The Helmholtz Association has awarded DESY grants to set up three new Young Investigators Groups. With annual funds of 250 000 euros each, three young scientists can set up their own research groups at DESY over a period of five years. Altogether, the Helmholtz Association is supporting 17 new Young Investigators Groups at its 18 centres. “I am very happy that no fewer than three of our candidates were able to convince the jury with their projects. This shows the outstanding quality of the young scientists we have at DESY”, says Prof. Helmut Dosch, chairman of DESY’s Board of Directors. DESY itself will be supplying half the overall funds in each case.
In her group, Dr. Sadia Bari will be developing new methods for examining biomolecules. For this purpose, these proteins are to be placed in the beam of a bright X-ray source using a technique known as electrospray ionisation, making it possible to study them in a defined state without any substrate or solvent. Scientists are hoping that this will allow a range of fundamental questions to be answered, including the nature of the radiation damage that occurs in biological cells during medical radiation treatment, and the electrical charge transfer that occurs, for example, during photosynthesis in plants.
Dr. Martin Beye was awarded the grant to develop new methods of investigation in materials science using X-rays. So-called soft X-rays, which have less energy than hard X-rays, are particularly suitable for studying active surfaces and boundary layers, because they are specifically sensitive to the active chemical elements in a compound. In this project, methods from optical laser spectroscopy are to be adapted for use with X-rays. The scientists are hoping that this will extend the scope of their analytical methods to a similar degree to that achieved through the introduction of optical lasers.

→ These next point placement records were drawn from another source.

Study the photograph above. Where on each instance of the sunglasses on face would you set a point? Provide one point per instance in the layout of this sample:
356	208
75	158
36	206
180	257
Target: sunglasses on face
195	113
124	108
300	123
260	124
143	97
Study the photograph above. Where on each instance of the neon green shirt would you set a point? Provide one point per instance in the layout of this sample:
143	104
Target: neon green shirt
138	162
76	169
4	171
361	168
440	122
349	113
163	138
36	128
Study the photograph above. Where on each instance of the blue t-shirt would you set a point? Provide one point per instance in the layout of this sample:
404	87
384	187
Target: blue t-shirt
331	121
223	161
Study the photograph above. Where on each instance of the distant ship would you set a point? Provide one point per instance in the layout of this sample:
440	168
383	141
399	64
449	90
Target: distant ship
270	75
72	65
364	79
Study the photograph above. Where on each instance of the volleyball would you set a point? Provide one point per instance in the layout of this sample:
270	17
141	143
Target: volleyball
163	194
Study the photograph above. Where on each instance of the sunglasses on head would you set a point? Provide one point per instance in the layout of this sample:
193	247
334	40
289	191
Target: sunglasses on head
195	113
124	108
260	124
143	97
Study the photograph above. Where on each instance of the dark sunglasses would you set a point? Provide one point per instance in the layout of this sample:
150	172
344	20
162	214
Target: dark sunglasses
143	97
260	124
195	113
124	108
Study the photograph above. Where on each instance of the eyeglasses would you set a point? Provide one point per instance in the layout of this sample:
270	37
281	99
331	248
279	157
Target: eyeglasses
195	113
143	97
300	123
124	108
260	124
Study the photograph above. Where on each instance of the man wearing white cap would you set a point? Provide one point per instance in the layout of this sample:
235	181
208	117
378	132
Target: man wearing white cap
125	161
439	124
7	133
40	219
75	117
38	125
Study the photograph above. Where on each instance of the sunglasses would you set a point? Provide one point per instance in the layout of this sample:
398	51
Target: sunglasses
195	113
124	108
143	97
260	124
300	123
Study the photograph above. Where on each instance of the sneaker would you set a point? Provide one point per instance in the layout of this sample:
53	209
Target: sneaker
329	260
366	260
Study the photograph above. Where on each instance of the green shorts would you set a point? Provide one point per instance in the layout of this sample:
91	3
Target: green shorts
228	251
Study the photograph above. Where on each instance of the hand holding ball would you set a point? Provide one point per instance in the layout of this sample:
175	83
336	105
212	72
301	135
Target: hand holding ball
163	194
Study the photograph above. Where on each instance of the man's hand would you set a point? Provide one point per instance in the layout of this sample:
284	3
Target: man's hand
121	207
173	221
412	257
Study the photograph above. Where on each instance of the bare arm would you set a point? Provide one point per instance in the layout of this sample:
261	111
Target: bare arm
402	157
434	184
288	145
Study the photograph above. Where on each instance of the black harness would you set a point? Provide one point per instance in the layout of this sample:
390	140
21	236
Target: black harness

Dr. Sarah Heim is setting up a group of young investigators to search for dark matter and other features of the so-called new physics, using the ATLAS detector at the world’s largest particle accelerator, the LHC. The scientists want to use two different approaches to look for candidates for the hitherto completely mysterious dark matter: on the one hand via the decay of the Higgs boson, which was discovered in 2012 at the LHC, into invisible particles which do not leave a trace in the detector; on the other hand indirectly by comparing the properties of the Higgs particle with the predictions of the so-called standard model of particle physics. DESY has various research groups involved in experiments at the LHC. Heim’s Young Investigators Group will be part of the ATLAS group at DESY.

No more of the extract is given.